Approximating a concave curve by using several tiles

by Robert Serocki · in Torque Game Builder · 04/26/2006 (11:03 am) · 3 replies

I hesitate to relate this since similar issues have been addressed in other threads, but this is different enough that I figured I'd ask anyway.

In Photoshop, I made an arch designed to act as the upper portion of a pinball game simulation, like a broad upside down U. I used a grid guidance system to see how it would look sliced up into tiles, then numbered each section of the grid that contained sections of the concave curve, in order to match up the sections again.

I used ImageReady to slice the image into a grid and export the results as many different image files. After getting rid of tiles unrelated to the curve, I had roughly 45 tiles.

I used the level editor to snap the tiles to the grid and made collision polygons for each curve section / tile, by tracing over the curve, resulting in a flat surface for each part of the tile that the 'ball' was meant to come into contact with. Sometimes, this resulted in polygons that were almost cubes, but with a section sliced off diagonally. Sometimes, the polygon would be a little chip in a corner.

To test this out, I had a 'ball' (which used a roughly circular polygon shape rather than a real ball collision polygon) with a y velocity set to -10 go up into the arch, starting out next to one end, which was perfectly vertical. The 'ball' would go along fine and then do something like have its y velocity set to 0 and start coasting in away from the curve on the x axis.

From looking at the discussions of similar issues, it would seem I would be able to intimidate the 'ball' into not doing this by having collision callback functions for each tile, and check to see where the ball was coming from in order to decide on a realistic direction for the ball to head off in. I might be able to lay sections of polygons over the seams, if that would help.

My question is, would it be better for me to wait until a future T2D release to try this? Am I going about this the wrong way? Time is not of the essence to me with this, so I could conceivably work on another project if what I'm trying to do will be simpler with a later release, but if my wishes are unrealistic and I'll need to either have other polygons covering the seams or else provide custom callback functions for every tile on the curve, that would be useful to know as well.

- thanks in advance

#1
04/26/2006 (12:01 pm)
I think some of the physics in TGB are either a little wonky, or too complicated for my brain. Last night I fiddled about with a little demo in a similar vein. I set a ball to bounce a tilemap that just use square polys on the tiles. After messing about a bit, the ball would zip about all over the place, and eventually fall through my tiles, despite there being no gaps in the collision polys.
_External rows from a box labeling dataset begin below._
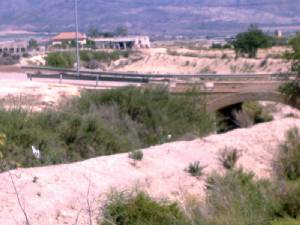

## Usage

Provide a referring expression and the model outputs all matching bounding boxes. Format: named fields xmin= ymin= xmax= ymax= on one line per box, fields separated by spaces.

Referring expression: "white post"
xmin=74 ymin=0 xmax=80 ymax=76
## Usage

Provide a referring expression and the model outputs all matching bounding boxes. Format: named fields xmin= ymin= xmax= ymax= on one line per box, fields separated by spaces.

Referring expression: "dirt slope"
xmin=0 ymin=118 xmax=300 ymax=225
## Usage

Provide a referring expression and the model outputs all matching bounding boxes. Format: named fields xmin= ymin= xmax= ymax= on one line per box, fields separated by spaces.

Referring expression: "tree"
xmin=115 ymin=26 xmax=128 ymax=36
xmin=232 ymin=25 xmax=271 ymax=58
xmin=28 ymin=38 xmax=39 ymax=49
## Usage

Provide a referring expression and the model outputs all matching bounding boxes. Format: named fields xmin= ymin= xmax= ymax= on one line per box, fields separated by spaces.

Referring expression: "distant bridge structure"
xmin=22 ymin=67 xmax=300 ymax=112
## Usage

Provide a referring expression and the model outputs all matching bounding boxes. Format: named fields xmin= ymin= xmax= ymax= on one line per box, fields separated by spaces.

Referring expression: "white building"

Beta 3 is due to be released the end of this month, so fingers crossed some of these things get crossed off the snagging list.
#2
04/26/2006 (4:58 pm)
I think the physics is pretty rock solid already in TGB. It's just got a lot of options to fiddle with to get the desired effect. Be sure to read the Informal Technical Overview.pdf

@Robert- you shouldn't have to script the collision response. The beauty of it is you turn on collision response, and set the material property, then you just apply a force to your sprite and wham-o you got a physics simulation.

@Philip- try turning down Restitution (bounciness) and slow down the velocity. I think if you hit light speed, sprites can have some quantum effect and tunnel through other objects :-)
#3
04/28/2006 (3:57 pm)
I appreciate the response, Alex, but if I weren't having issues such as I described above, and if a problem with seams were not reported at http://www.garagegames.com/mg/forums/result.thread.php?qt=40989 I wouldn't have asked. I'm already aware of the physics simulation possible and made a breakout game using them. I was using only the physics engine in the curve project when the ball would zing off in an unexpected direction, which is why I wondered what I could be doing wrong. I'll wait for the next release.